C’est en tout cas ce que laisse entendre le président des Côtes de Bourg qui affirme, satisfait : « C’est aussi important d’être précurseur d’une certaine dynamique qui met en confiance nos acheteurs mais qui s’installe aussi comme un état d’esprit : monter un dossier, le faire partager cela permet de se projeter vers des méthodes et des produits vertueux. »

Taux standardisé de mortalité prématurée pour 100 000 habitants. Le territoire du Contrat local de santé de Haute-Gironde est entouré de rouge


Mais de quoi parle-t-on exactement ?

Un lecteur avisé l’aura remarqué, il n’est question dans cet interview que des consommateurs. Le riverain serait-il une forme humanoïde disparue dans les Côtes de Bourg ? Aucun enfant, pas de femmes enceintes, ni de travailleurs des vignes ?
« Il faut absolument développer le logo du HVE pour que le consommateur reste confiant et rassuré » ajoute le Président.
Mais qu’est-ce que le HVE, présenté dans cet article comme l’une des panacées de l’agriculture actuelle ? Comment obtenir ce label HVE3, le seul qui permette de placer la belle étiquette avec papillon et soleil sur la bouteille et qui donne tant confiance ? Nous avons déjà exposé sur ce site en détail les critères qui permettent d’obtenir ce label selon deux voies : l’option A ou l’option B (totalement comptable). Chacun peut se faire sa propre opinion en téléchargeant le dossier complet ici sur le site du Ministère de l’agriculture et constater que malgré son nom dithyrambique “Haute Valeur Environnementale”, ce label n’impose pas l’arrêt des pesticides, pas même les plus dangereux d’entre eux.

Etonnant non ?

Les analyses des millésimes sélectionnés par l’association Alerte aux Toxiques, puis celles présentées au journal télévisé de France 2 du samedi 27 février (voir notre article) montrent bien qu’il peut y avoir des résidus de pesticides cancérigènes ou perturbateurs endocriniens dans des vins dits de « Haute Valeur Environnementale ». Ces résidus sont là parce qu’on a utilisé les produits en question pour traiter le vignoble.

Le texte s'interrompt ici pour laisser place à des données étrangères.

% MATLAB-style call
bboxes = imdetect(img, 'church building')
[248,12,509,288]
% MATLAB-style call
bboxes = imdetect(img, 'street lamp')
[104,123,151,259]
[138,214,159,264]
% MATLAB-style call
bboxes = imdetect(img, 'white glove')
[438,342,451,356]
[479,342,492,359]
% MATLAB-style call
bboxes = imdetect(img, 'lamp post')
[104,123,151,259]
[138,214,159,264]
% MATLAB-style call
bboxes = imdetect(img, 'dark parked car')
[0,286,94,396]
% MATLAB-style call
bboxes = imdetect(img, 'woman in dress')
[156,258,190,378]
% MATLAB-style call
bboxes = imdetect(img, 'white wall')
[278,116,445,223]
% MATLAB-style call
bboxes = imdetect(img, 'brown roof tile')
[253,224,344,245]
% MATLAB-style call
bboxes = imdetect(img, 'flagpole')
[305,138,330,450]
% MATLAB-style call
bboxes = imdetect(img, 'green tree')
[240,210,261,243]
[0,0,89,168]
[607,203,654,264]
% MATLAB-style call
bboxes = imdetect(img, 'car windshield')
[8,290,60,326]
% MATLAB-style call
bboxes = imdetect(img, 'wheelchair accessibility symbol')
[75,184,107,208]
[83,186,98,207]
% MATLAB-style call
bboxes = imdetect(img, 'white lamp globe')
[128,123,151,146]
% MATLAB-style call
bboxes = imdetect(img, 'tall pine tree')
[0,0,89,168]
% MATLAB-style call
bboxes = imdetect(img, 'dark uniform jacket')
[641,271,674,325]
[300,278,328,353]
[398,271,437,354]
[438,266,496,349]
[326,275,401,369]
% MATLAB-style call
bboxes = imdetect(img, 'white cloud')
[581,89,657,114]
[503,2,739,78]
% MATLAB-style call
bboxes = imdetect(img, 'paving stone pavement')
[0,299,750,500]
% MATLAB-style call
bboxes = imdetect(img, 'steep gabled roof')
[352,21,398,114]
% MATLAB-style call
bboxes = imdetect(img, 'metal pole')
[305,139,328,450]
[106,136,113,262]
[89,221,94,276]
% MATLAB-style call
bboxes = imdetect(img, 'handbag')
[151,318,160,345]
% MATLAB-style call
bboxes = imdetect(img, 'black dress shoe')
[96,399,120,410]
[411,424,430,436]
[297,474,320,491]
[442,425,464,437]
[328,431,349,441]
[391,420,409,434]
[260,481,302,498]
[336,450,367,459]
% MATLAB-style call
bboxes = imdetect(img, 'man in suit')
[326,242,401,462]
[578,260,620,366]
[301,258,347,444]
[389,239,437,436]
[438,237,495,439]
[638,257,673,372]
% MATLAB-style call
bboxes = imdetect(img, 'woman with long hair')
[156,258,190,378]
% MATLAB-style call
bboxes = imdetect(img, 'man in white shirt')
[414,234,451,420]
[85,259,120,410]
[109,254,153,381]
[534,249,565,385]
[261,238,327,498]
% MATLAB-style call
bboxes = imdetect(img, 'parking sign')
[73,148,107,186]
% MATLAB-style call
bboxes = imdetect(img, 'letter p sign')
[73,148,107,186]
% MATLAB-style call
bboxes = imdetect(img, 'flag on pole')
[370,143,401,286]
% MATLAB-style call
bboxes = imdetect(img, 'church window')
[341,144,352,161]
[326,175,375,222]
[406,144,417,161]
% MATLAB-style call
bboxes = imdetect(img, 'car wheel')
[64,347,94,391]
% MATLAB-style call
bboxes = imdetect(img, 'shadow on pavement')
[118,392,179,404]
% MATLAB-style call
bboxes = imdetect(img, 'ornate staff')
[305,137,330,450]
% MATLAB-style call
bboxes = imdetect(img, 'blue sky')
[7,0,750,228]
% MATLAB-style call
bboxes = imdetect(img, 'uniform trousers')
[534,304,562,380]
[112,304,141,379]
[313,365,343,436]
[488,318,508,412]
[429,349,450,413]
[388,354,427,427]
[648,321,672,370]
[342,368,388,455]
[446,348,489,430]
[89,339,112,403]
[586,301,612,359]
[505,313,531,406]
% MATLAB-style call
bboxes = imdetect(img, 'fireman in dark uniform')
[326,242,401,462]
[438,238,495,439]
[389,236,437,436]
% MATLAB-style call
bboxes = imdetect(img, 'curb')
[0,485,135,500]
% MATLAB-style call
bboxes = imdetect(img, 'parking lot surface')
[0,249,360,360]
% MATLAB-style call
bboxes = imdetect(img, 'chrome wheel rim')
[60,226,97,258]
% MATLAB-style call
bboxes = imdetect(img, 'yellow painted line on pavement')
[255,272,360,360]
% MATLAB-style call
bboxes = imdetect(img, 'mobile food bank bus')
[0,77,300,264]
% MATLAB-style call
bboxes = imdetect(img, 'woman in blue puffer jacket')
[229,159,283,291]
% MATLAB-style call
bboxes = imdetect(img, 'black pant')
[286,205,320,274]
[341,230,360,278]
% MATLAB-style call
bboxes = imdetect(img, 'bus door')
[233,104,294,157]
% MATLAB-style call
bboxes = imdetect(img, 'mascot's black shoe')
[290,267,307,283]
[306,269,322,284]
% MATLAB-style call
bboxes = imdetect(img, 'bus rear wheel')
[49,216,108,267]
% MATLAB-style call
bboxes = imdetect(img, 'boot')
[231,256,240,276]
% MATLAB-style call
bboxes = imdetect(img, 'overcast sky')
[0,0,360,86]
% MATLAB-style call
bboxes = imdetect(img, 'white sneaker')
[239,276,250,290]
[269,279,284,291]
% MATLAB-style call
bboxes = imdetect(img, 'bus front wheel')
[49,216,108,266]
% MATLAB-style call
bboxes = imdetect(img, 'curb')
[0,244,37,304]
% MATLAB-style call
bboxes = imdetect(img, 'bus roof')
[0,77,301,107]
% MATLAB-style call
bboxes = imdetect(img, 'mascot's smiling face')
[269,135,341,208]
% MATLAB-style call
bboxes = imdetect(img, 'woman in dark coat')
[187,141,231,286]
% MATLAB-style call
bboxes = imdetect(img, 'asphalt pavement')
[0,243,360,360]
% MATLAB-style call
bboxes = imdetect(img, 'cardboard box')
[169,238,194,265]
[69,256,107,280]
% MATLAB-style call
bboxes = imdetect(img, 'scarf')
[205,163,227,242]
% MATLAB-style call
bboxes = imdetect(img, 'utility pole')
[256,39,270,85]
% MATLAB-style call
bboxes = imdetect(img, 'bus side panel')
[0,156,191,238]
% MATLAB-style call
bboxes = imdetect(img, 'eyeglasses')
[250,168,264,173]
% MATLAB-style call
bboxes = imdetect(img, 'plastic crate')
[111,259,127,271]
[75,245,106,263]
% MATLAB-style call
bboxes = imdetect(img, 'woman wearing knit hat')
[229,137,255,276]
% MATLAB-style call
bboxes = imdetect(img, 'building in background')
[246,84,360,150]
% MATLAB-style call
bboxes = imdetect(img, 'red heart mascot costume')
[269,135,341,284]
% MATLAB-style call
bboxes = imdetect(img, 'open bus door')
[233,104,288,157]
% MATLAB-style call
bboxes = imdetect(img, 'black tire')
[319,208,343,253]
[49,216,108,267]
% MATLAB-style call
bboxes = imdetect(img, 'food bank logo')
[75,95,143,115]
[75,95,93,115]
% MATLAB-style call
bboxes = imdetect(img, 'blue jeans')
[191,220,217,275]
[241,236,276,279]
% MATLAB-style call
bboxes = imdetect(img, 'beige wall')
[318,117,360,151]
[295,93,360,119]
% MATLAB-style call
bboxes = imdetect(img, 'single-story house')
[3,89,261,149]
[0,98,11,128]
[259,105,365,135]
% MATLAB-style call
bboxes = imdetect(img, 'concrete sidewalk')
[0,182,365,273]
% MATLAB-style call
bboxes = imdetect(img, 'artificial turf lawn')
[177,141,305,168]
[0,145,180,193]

Carte des tonnages d’achats de pesticides (tous pesticides) par départements en 2019 publiée par Générations Futures en mars 2021. La Gironde est encore en tête.

Petit rappel utile : le milieu agricole utilise 90% des consommations nationales de pesticides (une proportion qui ne cesse d’augmenter puisque dans le même temps les collectivités et les particuliers n’ont plus le droit de les utiliser). Lors de la pulvérisation entre 15% (dans le meilleur des cas) et 75% des quantités de pesticides appliquées partent dans l’atmosphère (données de Générations Futures et de fabriquant de matériel d’épandage). Certes, un bon pulvérisateur, bien réglé, permet de réduire cette volatilisation lors de l’application mais les produits déposés sur le végétal peuvent aussi être soulevés dans un deuxième temps, deux ou trois jours plus tard. C’est la volatilisation post-application qui, pour certaines molécules, est encore plus importante que la première dérive (voir notre article sur les analyses ATMO-NA).

Et quelles sont ces molécules que respirent les néoaquitains ?

Second petit rappel utile : la cour européenne de justice par sa décision du 23/11/2016 donne le droit à l’information relative aux émissions dans l’environnement de produits quant à leur nature. Elle précise que cela concerne le rejet dans l’environnement des pesticides. Comment se fait-il que cette décision ne soit pas suivie d’effets, notamment pour ce qui est de l’information complète des riverains ? Quand aurons-nous, riverains, l’inestimable avantage de connaitre la nature des produits qui inondent notre environnement ?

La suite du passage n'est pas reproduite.